G22.2591 - Advanced Natural Language Processing - Spring 2004

Assignment #5:  Word Sense Disambiguation

Due 8 am Monday April 12

For this assignment, you are to write a program for word sense disambiguation for a set of 6 words with a two-way ambiguity.  The six words are bass, crane, motion, palm, plant, and tank.  Training corpora for these words are available from Rada Mihalcea's resources page;  these small corpora have 100-200 examples of each word.

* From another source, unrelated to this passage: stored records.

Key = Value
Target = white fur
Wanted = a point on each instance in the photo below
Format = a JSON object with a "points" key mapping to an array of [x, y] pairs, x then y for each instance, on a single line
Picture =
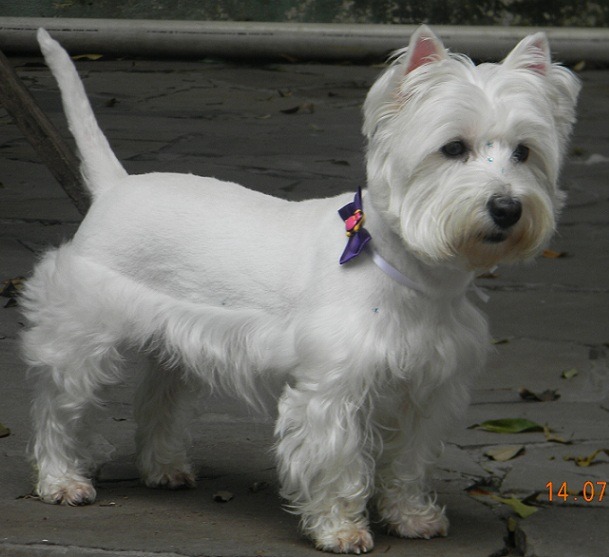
{"points": [[218, 284]]}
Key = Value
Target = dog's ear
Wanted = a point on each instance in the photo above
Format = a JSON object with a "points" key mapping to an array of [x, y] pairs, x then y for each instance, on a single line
{"points": [[531, 53], [424, 48]]}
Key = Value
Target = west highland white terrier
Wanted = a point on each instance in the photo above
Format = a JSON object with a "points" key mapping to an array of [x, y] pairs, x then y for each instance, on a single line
{"points": [[216, 283]]}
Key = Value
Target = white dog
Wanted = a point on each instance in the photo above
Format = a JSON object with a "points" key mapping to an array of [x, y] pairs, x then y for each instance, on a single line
{"points": [[216, 283]]}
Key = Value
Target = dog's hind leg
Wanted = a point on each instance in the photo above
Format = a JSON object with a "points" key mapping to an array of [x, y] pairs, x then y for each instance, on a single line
{"points": [[411, 446], [64, 394], [162, 405], [72, 350]]}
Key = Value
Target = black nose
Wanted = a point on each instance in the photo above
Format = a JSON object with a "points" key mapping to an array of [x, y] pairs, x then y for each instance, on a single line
{"points": [[504, 210]]}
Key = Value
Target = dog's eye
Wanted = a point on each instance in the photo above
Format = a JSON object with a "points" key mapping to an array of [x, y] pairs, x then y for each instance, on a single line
{"points": [[454, 149], [521, 153]]}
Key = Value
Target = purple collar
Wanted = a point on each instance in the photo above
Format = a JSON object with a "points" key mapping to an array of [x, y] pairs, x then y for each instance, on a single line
{"points": [[353, 215], [359, 237]]}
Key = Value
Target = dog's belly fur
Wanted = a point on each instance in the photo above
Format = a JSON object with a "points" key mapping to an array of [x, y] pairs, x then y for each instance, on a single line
{"points": [[212, 242], [242, 282]]}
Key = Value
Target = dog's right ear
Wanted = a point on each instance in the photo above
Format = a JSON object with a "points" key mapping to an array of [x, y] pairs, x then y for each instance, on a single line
{"points": [[424, 48]]}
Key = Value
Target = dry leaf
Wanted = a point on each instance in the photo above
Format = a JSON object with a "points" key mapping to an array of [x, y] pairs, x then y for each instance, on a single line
{"points": [[222, 496], [549, 435], [503, 453], [552, 254], [304, 107], [548, 395], [508, 425], [570, 373], [585, 461], [521, 509], [488, 275]]}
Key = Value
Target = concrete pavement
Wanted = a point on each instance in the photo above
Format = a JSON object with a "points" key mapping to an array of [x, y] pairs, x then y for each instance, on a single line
{"points": [[292, 130]]}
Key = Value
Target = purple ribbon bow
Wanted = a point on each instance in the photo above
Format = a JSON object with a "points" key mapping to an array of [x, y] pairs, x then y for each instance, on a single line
{"points": [[353, 215]]}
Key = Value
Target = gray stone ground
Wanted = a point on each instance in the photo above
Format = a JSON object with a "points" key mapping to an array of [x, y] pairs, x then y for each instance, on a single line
{"points": [[227, 120]]}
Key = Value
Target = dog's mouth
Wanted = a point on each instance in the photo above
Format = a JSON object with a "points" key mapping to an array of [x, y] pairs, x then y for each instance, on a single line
{"points": [[495, 237]]}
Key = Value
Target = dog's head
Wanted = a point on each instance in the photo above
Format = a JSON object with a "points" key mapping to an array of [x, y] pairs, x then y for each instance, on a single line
{"points": [[463, 160]]}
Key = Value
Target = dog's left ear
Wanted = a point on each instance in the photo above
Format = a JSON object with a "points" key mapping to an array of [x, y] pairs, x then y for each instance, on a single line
{"points": [[531, 53]]}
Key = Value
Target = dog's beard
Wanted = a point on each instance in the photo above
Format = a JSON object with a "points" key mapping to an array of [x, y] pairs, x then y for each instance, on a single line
{"points": [[443, 216]]}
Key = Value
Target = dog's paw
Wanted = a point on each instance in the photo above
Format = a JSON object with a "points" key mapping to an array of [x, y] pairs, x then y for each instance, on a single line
{"points": [[424, 523], [67, 492], [170, 479], [349, 539]]}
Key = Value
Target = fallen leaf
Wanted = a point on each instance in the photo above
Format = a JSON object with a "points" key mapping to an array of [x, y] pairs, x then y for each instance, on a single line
{"points": [[549, 435], [503, 453], [585, 461], [304, 107], [552, 254], [548, 395], [488, 275], [521, 509], [570, 373], [222, 496], [508, 425]]}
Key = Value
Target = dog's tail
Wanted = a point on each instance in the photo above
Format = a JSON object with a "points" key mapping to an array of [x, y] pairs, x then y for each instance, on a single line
{"points": [[99, 166]]}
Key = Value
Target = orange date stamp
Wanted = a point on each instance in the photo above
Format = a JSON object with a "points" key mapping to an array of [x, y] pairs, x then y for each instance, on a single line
{"points": [[589, 492]]}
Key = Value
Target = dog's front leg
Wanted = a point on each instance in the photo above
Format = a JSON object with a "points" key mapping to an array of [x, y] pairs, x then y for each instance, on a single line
{"points": [[413, 433], [324, 465]]}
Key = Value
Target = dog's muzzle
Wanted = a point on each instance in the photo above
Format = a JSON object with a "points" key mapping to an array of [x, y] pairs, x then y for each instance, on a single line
{"points": [[505, 212]]}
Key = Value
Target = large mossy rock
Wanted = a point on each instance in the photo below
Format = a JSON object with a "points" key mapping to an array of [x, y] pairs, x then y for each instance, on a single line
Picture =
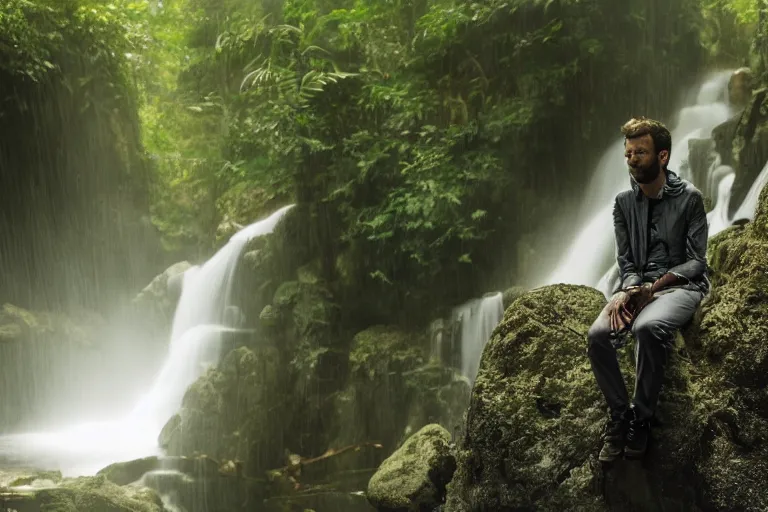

We suggest a simple naive Bayes method, as described in last week's lecture (and J&M p. 638-640;  M&S p. 236-239), based on all the words in a window around the word being disambiguated, but you may try something else (decision list, SVM) if you prefer.  If you use a window, be sure to report how big a window you use.

You should evaluate your procedure using 5-way cross validation:  train on 4/5 of the data and test on 1/5, selecting each 1/5 of the data in turn, and then averaging the results.  Report an accuracy for each word, a baseline (based on selecting the most likely prior), and an overall accuracy (total correct / total examples, not the average of the accuracy for each word).

For naive Bayes, some smoothing of the counts is essential to get a good result.  J&M have a good discussion of smoothing in section 6.3 (p. 206-216).  I found that even 'add-one' smoothing works quite well, though you may prefer to add something smaller than 1.